AÇÃO DE PREFERÊNCIA
DETERMINAÇÃO DO PREÇO
DEPÓSITO
CADUCIDADE
SIMULAÇÃO
ESCRITURA PÚBLICA
REDUÇÃO
PEDIDO
Sumário


Seja uma situação de erro-lapso na indicação do preço, seja no caso de simulação do preço da alienação, o preferente, para se substituir ao adquirente terá de pagar o preço total e com correspondência ao constante da escritura

Texto Integral


Acordam os Juízes da 2 ª Secção do Supremo Tribunal de Justiça


I. Relatório

1. Da acção

1. AA e BB demandaram CC e mulher DD e EE nesta açcão declarativa e processo comum, pedindo, a título principal, que:

a) seja reconhecido aos autores o direito de preferência na compra dos prédios descritos em n.º 9 da petição inicial;

b) seja declarado que o preço constante da escritura de compra e venda é simulado e que o realmente pago pelos réus à segunda ré foi de € 20.000,00 por cada prédio, ou seja, pelo preço global de € 40.000,00;

c) seja reconhecido aos autores o direito de preferência na compra dos prédios descritos em n.º 9 da petição inicial pelo preço global de € 40.000,00, ou seja, € 20.000,00 por cada;

d) sejam os autores substituídos aos primeiros réus como compradores na referida escritura relativamente aos dois prédios, mediante o pagamento do preço real de € 40.000,00, adjudicando-se-lhes assim os referidos prédios.
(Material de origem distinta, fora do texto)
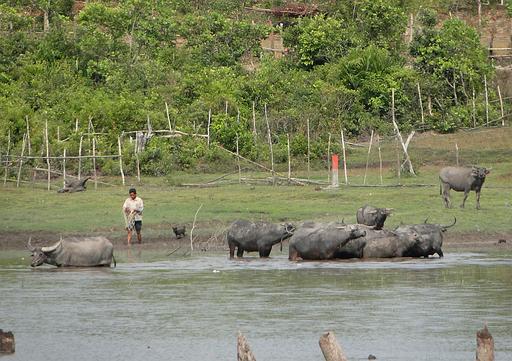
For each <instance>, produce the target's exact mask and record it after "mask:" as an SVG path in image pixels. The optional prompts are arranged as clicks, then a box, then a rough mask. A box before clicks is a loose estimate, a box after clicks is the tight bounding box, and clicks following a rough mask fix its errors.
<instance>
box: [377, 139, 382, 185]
mask: <svg viewBox="0 0 512 361" xmlns="http://www.w3.org/2000/svg"><path fill="white" fill-rule="evenodd" d="M377 147H378V148H379V175H380V185H382V184H383V181H382V153H381V151H380V136H379V135H378V134H377Z"/></svg>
Ou, subsidiariamente e na eventualidade de os anteriores pedidos improcederem:

e) seja reconhecido aos autores o direito de preferência na compra do prédio rústico denominado “Bouça de ...” descrito em n.º 9 b) da petição inicial, pelo preço constante da Escritura de Compra e Venda, ou seja, € 35.000,00; e, f) sejam os autores substituídos aos primeiros réus como compradores deste prédio na referida escritura mediante o pagamento do preço aí declarado de € 35.000,00 adjudicando-se-lhes, assim, o referido prédio.
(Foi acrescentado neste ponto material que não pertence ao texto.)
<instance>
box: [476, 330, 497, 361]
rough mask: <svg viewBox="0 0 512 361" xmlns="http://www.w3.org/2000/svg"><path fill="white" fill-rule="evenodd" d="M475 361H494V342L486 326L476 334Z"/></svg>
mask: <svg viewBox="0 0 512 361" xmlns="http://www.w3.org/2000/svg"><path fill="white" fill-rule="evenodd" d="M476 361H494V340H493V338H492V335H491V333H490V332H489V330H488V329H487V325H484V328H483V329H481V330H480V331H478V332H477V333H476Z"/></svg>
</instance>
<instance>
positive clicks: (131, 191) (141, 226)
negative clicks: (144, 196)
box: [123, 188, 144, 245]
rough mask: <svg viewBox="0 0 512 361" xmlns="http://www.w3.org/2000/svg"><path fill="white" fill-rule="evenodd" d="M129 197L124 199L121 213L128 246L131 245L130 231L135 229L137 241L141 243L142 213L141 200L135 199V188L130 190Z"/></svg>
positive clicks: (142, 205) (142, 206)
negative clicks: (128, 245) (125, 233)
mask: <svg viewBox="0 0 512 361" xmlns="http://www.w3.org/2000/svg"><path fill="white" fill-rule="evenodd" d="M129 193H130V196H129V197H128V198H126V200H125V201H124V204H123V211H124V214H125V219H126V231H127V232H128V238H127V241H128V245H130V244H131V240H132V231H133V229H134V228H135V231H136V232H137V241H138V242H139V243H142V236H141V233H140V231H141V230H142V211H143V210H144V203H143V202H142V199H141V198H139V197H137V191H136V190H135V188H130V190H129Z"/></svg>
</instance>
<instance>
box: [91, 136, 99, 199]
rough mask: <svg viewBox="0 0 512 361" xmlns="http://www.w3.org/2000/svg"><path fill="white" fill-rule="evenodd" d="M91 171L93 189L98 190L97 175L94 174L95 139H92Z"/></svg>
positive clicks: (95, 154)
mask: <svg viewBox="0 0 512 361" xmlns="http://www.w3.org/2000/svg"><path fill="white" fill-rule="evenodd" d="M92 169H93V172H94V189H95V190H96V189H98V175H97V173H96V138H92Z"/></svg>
Alegaram em síntese, que são preferentes na aquisição daqueles imóveis, uma vez que são proprietários de metade indivisa dos prédios rústicos que identificam na petição inicial, e a 2ª ré era comproprietária de metade indivisa dos prédios rústicos também identificados -artigo 9º a) e b) que confrontam diretamente entre si.

E, ainda que a Ré não lhes comunicou a intenção da venda dos prédios, vindo ao seu conhecimento que os vendeu aos 1ºs réus, pelo preço global de € 81.000,00, atribuindo € 46.000,00 à metade do prédio rústico identificado no art. 9º, a) e € 35.000,00 ao prédio rústico identificado no art. 9º, b).

Mais alegam que os outorgantes simularam o preço real da venda para desencorajar os autores da intenção de preferir e no intuito de enganar terceiros, pois o preço verdadeiro foi de € 20.000,00 por cada prédio rústico, valor este que foi pago pelos 1ºs réus à 2ª ré.

Assim, os autores pretendem exercer o seu direito de preferência quanto à venda dos dois imóveis pelo valor real da venda que foi de € 40 000,00; e caso se conclua que não houve simulação, pretendem exercer o direito de preferência quanto ao imóvel identificado no art. 9º, b), pelo valor de € 35.000,00 declarado na escritura.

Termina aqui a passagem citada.